Une première en France : une cour de justice a donné raison aux riverains d'une antenne-relais, au nom du principe de précaution. L'opérateur de téléphonie mobile Bouygues Telecom a été condamné à démonter l'une de ses antennes-relais, accusée de provoquer de nombreux maux dans son voisinage.
La cour d'appel de Versailles a confirmé, mercredi 4 février, la condamnation en 1ère instance par le tribunal correctionnel de Nanterre de Bouygues Telecom. L'opérateur de téléphonie mobile devra démonter les installations d'émission-réception de l'une de ses antennes-relais, située à Tassin-la-Demi-Lune, en banlieue de Lyon (Rhône). Les riverains de l'antenne s'étaient plaints de maux de têtes, nausées, palpitations cardiaques, liés selon eux à la présence à quelques mètres de leur habitations de cette antennes-relais.
Il n'y a pourtant dans le dossier aucune preuve tangible du lien entre la présence de cette antenne et les maux des plaignants. Mais, selon l'arrêt de la cour d'appel, "aucun élément ne permet d'écarter péremptoirement l'impact sur la santé publique de l'exposition de personnes à des ondes ou des champs électromagnétiques". Autrement dit, on ne doit pas laisser fonctionner une antenne-relais si elle soupçonnée - même sans preuve - de provoquer des problèmes de santé chez les riverains. C'est tout simplement l'application du principe de précaution inscrit dans la Charte de l'environnement, donc imposé par la loi, mais quasiment jamais appliqué en France.
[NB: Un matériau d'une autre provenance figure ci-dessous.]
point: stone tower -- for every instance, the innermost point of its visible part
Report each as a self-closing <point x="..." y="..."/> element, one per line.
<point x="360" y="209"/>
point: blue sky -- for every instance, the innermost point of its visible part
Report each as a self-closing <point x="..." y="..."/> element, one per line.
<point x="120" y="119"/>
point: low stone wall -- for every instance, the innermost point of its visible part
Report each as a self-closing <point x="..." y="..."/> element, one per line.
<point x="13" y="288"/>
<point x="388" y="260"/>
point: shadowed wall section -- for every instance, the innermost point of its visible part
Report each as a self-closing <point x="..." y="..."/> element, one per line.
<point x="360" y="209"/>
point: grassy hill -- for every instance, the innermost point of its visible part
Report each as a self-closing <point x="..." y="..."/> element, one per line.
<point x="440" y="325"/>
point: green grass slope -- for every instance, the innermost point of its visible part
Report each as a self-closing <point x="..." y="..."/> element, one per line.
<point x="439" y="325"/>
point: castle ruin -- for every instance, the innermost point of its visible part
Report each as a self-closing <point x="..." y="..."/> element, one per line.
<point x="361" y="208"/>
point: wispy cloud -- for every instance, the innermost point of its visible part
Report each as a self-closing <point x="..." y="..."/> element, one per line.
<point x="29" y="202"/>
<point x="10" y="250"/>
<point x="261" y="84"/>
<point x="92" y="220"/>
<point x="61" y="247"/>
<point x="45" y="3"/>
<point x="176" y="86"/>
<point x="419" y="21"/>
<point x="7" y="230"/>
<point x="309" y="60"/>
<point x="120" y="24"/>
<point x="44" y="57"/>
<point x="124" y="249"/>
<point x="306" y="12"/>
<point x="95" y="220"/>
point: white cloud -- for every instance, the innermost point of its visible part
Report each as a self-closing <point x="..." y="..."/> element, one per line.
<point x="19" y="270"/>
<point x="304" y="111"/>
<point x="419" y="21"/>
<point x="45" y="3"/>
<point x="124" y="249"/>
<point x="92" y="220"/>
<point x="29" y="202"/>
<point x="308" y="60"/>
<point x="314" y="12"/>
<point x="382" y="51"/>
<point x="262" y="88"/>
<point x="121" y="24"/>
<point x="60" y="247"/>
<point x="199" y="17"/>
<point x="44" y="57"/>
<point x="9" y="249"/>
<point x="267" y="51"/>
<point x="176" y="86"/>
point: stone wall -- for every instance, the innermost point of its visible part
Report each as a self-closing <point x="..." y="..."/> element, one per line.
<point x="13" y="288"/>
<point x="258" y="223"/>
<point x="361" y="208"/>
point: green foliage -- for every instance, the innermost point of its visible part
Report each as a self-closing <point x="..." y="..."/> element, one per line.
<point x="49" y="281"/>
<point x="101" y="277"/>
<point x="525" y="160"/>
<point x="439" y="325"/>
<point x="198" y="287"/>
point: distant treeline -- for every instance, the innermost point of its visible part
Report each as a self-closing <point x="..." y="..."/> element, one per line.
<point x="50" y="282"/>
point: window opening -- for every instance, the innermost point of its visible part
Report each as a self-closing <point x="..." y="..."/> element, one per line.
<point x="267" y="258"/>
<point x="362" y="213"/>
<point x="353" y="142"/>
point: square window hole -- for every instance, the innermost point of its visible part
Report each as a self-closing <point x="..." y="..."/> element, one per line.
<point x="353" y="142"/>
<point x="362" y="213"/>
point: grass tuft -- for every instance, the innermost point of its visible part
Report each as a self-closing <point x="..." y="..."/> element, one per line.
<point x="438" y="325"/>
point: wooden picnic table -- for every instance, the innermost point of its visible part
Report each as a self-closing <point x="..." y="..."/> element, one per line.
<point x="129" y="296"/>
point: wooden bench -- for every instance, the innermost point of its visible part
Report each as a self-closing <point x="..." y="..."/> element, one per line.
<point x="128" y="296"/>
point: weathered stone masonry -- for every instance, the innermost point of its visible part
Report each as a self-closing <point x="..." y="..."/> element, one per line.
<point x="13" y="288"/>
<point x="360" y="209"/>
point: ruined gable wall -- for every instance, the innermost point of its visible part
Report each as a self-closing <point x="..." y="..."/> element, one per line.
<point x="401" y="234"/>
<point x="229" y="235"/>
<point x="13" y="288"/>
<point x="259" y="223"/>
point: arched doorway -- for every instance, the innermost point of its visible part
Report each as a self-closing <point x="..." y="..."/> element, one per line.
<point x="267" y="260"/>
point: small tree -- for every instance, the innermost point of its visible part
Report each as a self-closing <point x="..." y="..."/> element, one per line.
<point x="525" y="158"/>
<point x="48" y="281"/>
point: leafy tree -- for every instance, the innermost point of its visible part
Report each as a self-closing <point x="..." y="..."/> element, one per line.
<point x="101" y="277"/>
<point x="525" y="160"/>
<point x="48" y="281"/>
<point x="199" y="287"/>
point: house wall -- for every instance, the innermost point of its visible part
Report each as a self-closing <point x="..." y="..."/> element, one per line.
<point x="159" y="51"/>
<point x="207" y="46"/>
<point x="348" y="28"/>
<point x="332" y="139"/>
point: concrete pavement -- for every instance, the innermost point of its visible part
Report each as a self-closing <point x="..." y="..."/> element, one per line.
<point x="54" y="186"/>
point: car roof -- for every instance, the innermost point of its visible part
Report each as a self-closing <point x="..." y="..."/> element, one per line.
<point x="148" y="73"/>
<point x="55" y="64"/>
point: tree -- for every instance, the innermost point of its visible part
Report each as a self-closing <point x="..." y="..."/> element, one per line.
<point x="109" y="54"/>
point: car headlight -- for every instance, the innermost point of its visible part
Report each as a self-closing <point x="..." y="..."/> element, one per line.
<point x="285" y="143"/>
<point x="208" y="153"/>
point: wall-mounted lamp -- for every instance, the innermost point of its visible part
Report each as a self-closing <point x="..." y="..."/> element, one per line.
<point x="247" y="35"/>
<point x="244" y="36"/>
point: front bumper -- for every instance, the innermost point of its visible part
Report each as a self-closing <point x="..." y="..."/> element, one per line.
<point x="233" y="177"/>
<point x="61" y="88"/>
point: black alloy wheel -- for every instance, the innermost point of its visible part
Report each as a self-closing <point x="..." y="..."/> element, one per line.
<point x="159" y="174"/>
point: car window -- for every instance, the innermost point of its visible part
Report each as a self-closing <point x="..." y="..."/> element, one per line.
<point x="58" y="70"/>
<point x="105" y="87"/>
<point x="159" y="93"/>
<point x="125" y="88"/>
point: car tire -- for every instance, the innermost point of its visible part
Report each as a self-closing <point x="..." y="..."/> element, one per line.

"Bouygues Telecom ne peut pas garantir l'absence de risque sanitaire. Cela provoque une crainte fondée des riverains, qui constitue un "trouble de voisinage" au sens juridique" explique Marie-Pierre Maitre, avocate spécialisée dans l'environnement. Le dossier est comparable à l'affaire Alsthom, condamné à verser des dommages et intérêts aux personnes ayant été en contact avec de l'amiante, au motif qu'elles devront vivre avec la peur de déclarer une maladie liée à cette exposition. "Le démontage - et non simplement le déplacement - de l'antenne est sans précédent", affirme Me Marie-PierreMaitre. Une jurisprudence est aujourd'hui possible, avec un renversement de la charge de la preuve, puisque c'est à Bouygues Telecom de prouver l'innocuité de son installation. De quoi inquiéter les opérateur.